The safety control system can provide safety protection for the equipment during the start-up, shutdown, process disturbance and normal maintenance operations of the production equipment. Once the equipment is in a dangerous situation, the safety control system can immediately respond and output the correct signal to put the equipment in a safe state or shut down. In some industries, the safety control system is generally referred to as ESD (Emergency Shutdown System) or SIS (Safety Instrument System). Strictly speaking, ESD refers to the logic operator in SIS, that is, the control system hardware and corresponding software, while SIS also includes peripheral instrument sensors and final actuators.
The development process of safety control system mainly depends on the development process of logic control unit. The development of logic control unit has also gone through a process from simple to complex, from low level to high level, just like the domainization of human beings. From simple relays to solid-state circuit logic systems, to safety control systems with microprocessors as the core.

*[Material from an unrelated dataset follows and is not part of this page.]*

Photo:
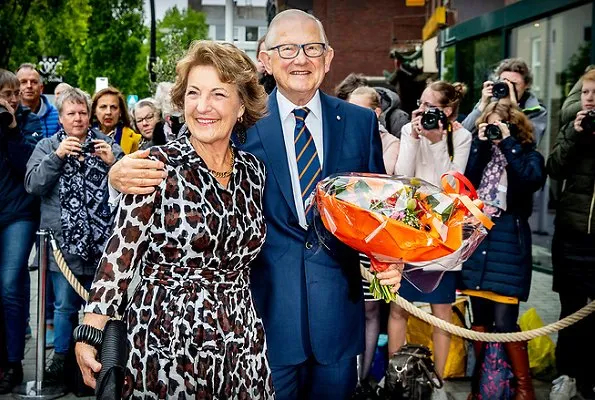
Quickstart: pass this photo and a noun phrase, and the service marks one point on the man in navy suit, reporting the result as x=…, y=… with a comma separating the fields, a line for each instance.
x=309, y=297
x=308, y=293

The advent of relays in 1863 led to the formation of the world's first safety control system with relays as the core component. This safety control system lasted for more than 100 years until the American Digital Equipment Corporation developed the world's first PDP-14 PLC in 1969, ushering in a new era of using programming methods for industrial control. In 1975, Honeywell first launched the first generation of distributed control systems (DCS), namely the TDC-2000 system, based on the problems of PLC for discrete control.
Since then, the development direction of safety control systems has been divided into two lines: the development process of PLC control systems; the development process of DCS control systems.
According to the capacity, I/O points and scanning speed of PLC, the development process of PLC is mainly divided into three stages.
Stage 1: PLC capacity is small, I/O points are less than 120 points, and the scanning speed is 20 to 50 ms/kB. The PLC safety control system at this stage only has some simple logic operations, timing, and counting functions.
Stage 2: The PLC capacity has been expanded, the I/O points have reached 512 to 1,024 points, and the scanning speed is 5 to 6 ms/kB. In addition to the functions of the PLC control system in the first stage, the PLC control system at this time has also added arithmetic operation instructions, comparison instructions, analog quantity control, and ladder diagram programming language.
Stage 3: With the continuous expansion of the scale of integrated circuits, the PLC safety control system composed of 16-bit and 32-bit microprocessors has been further developed. At this time, the PLC capacity is very large, and the I/O points of large PLC control systems have reached 4,000 to 8,000 points, with a scanning speed of 0.47ms/kB. On the basis of the second stage, arithmetic floating-point operation instructions, PLC adjustment function instructions, graphic configuration function instructions, network, communication instructions, and sequential function language are added.